Statistical Analysis
SPSS and R software were used for statistical analysis. Unless otherwise indicated, a P value < 0.05 was considered statistically significant. Two-tailed Student’s t tests were used to test the differences between different groups.
Results
Identification of Hub ERGs in HCC
The analysis flowchart is shown in Figure 1. We integrated the 2397 ERGs mentioned above.

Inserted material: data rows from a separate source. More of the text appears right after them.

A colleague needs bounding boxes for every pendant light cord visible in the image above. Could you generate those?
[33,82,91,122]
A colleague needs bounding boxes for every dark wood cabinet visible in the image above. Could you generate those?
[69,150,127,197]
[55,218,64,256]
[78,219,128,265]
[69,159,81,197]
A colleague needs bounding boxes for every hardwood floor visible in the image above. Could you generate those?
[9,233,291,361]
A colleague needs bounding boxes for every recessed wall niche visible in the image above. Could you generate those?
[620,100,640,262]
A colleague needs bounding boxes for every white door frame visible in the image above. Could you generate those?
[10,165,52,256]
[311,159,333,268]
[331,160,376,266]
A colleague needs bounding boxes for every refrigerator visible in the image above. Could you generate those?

First, based on the combination of TCGA-LIHC and the GTEX liver sequence data set, we used differential gene analysis because the TCGA-LIHC data set has a few samples of normal liver tissue. The cutoff criterion was FC > 1.5 and FDR < 0.01. Considering the advantages and disadvantages of sequencing and microarrays in evaluating gene expression, we further verified the above results in the largest and most comprehensive online HCC microarray data set, GSE14520, with a cutoff value of FDR < 0.01, which identified 492 differentially expressed ERGs (Figure 2A). To further obtain clinically significant ERGs in HCC, we applied WGCNA to analyze the above genes and obtained five modules in HCC; among them, the blue, black, green, and yellow modules were closely related to patient DFI, PFI and OS based on the widely validated TCGA clinical data, resulting in 410 hub ERGs (Figure 2B).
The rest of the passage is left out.